Flora e Fauna Ittica

Le tre isole delle Pelagie concentrano una diversificazione di habitat marino costieri taluni di grande importanza ecologica. Il paesaggio subacqueo delle Pelagie è definito da vaste praterie di fanerogame marine. Posidonia oceanica è ben sviluppata e in buono stato di conservazione soprattutto a Lampedusa dove i fondali per lo più digradano “lentamente” e dove non superano -50 m di profondità oltre il miglio dalla linea di costa. Questo habitat fondamentale per la vita di numerose specie animali e per la sua grande produttività è un importante indicatore biologico. In autunno, a seguito delle prime mareggiate, quando le vecchie foglie strappate vengono trasportate e depositate sulla riva, si formano nella zona di marea i caratteristici accumuli denominati banquettes che contribuiscono alla formazione delle spiagge. Colonizzati da anfipodi, isopodi, insetti e batteri, vengono poi consumati. La linea di costa è sovente caratterizzata da formazioni superficiali di alghe del genere Cystoseira spesso fissate a “cornici” di molluschi vermetidi.
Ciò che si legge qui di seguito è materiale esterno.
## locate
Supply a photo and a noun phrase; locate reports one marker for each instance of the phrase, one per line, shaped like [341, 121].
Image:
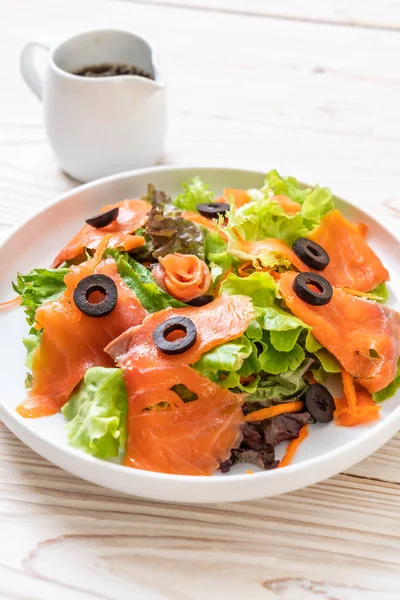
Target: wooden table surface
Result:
[313, 89]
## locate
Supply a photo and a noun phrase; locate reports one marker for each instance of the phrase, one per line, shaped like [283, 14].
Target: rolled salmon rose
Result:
[184, 276]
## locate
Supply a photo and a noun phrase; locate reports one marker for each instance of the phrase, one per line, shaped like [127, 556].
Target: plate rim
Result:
[343, 454]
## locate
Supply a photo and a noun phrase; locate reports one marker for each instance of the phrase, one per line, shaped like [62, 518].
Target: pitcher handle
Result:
[28, 67]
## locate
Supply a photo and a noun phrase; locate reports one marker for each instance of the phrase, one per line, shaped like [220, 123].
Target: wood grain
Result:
[254, 84]
[376, 14]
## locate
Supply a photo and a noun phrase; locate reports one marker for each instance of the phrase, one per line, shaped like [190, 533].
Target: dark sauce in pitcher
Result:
[111, 70]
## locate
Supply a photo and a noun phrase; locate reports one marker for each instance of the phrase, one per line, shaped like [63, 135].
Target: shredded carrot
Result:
[310, 378]
[292, 447]
[366, 410]
[98, 255]
[273, 411]
[243, 267]
[10, 303]
[224, 276]
[247, 379]
[350, 392]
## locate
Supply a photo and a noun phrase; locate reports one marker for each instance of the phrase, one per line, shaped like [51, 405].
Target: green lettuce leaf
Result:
[157, 197]
[389, 390]
[216, 255]
[273, 361]
[316, 205]
[145, 252]
[379, 294]
[31, 343]
[96, 413]
[138, 278]
[328, 363]
[37, 287]
[195, 192]
[227, 357]
[264, 218]
[274, 389]
[287, 186]
[171, 234]
[260, 286]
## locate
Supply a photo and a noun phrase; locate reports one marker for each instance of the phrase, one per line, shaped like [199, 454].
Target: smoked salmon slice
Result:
[72, 342]
[183, 276]
[353, 263]
[191, 438]
[270, 248]
[289, 206]
[364, 336]
[131, 216]
[225, 319]
[240, 197]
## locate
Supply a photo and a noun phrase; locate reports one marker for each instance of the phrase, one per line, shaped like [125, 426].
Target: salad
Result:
[185, 335]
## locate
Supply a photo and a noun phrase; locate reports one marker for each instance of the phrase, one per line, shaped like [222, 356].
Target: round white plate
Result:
[328, 449]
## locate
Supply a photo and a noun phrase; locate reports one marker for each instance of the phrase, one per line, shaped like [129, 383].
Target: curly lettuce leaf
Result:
[37, 287]
[171, 234]
[283, 387]
[287, 186]
[273, 361]
[216, 255]
[156, 197]
[139, 279]
[389, 390]
[96, 413]
[227, 357]
[143, 253]
[316, 202]
[195, 192]
[31, 343]
[263, 218]
[260, 286]
[269, 344]
[328, 363]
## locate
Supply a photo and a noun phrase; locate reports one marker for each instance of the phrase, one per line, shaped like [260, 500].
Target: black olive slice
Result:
[103, 219]
[312, 254]
[201, 300]
[96, 283]
[179, 345]
[316, 297]
[320, 403]
[212, 210]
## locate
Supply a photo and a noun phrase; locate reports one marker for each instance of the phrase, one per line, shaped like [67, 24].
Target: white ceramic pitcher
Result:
[98, 126]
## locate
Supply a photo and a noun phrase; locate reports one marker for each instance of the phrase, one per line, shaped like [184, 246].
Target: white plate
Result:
[328, 450]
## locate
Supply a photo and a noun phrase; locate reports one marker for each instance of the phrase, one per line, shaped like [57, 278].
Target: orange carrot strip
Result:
[362, 228]
[356, 293]
[240, 197]
[243, 267]
[273, 411]
[310, 378]
[350, 392]
[10, 303]
[292, 447]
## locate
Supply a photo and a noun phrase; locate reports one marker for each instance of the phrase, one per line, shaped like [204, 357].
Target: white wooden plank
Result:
[340, 537]
[314, 100]
[384, 14]
[328, 115]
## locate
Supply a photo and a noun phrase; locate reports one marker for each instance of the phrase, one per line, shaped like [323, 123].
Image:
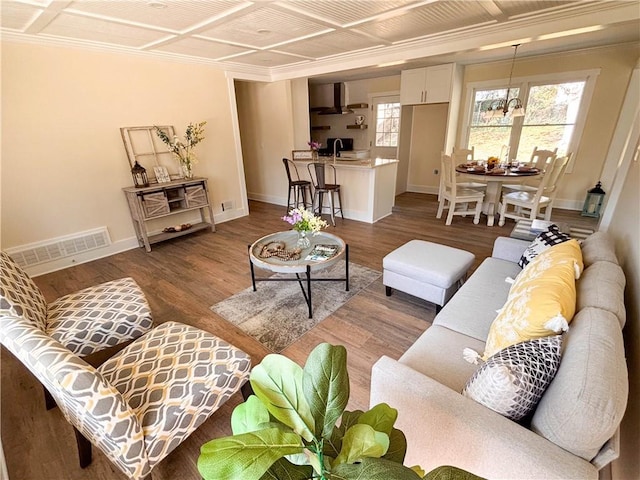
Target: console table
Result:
[165, 199]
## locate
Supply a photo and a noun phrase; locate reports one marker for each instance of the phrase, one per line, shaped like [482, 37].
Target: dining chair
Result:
[538, 204]
[143, 402]
[100, 318]
[540, 159]
[461, 156]
[453, 194]
[297, 188]
[319, 177]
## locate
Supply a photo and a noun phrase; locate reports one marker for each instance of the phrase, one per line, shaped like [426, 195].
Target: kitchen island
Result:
[367, 186]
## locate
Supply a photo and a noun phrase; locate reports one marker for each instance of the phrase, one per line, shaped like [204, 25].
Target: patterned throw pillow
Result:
[541, 302]
[513, 380]
[552, 236]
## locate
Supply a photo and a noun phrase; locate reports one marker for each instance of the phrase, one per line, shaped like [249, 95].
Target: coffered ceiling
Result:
[271, 39]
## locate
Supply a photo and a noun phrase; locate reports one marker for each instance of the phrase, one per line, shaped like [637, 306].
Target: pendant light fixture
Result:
[500, 108]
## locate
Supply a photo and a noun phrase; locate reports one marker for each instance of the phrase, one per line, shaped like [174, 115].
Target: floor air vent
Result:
[37, 253]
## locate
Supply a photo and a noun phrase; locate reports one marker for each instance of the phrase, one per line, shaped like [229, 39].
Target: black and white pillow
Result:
[552, 236]
[513, 380]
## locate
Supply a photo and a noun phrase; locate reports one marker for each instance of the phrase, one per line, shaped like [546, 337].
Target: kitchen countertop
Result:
[365, 163]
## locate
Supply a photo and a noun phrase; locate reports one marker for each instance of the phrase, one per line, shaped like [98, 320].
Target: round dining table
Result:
[494, 179]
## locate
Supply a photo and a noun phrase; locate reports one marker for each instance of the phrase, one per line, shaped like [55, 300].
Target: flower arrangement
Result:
[193, 135]
[304, 220]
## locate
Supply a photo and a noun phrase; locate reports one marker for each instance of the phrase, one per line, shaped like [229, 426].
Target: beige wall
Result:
[63, 160]
[616, 64]
[625, 227]
[266, 126]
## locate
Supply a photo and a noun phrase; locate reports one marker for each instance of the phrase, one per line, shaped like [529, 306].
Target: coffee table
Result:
[301, 268]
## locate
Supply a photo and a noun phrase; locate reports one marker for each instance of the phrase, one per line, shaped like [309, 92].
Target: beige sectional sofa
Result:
[573, 431]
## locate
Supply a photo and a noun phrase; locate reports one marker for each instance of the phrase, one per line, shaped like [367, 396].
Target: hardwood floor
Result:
[182, 278]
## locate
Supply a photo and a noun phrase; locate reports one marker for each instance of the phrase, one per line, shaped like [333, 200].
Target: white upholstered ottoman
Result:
[426, 270]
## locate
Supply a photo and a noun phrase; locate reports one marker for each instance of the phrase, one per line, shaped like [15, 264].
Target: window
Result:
[553, 117]
[387, 124]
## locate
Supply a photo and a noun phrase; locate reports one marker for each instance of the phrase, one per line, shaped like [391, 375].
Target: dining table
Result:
[494, 179]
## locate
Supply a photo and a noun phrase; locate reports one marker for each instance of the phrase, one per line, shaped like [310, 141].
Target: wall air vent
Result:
[61, 247]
Sia la zona più superficiale dell’infralitorale, caratterizzata dalla presenza di “tappeti algali” formati dalle corallinacee Corallina mediterranea e Jania rubens, che la zona sottostante, ricoperta da numerose specie algali fotofile come Padina pavonica, Dictyota dichotoma, Acetabularia acetabulum, sono caratterizzati da una fauna prevalentemente vagile e di piccole dimensioni che si nasconde tra le fronde delle alghe.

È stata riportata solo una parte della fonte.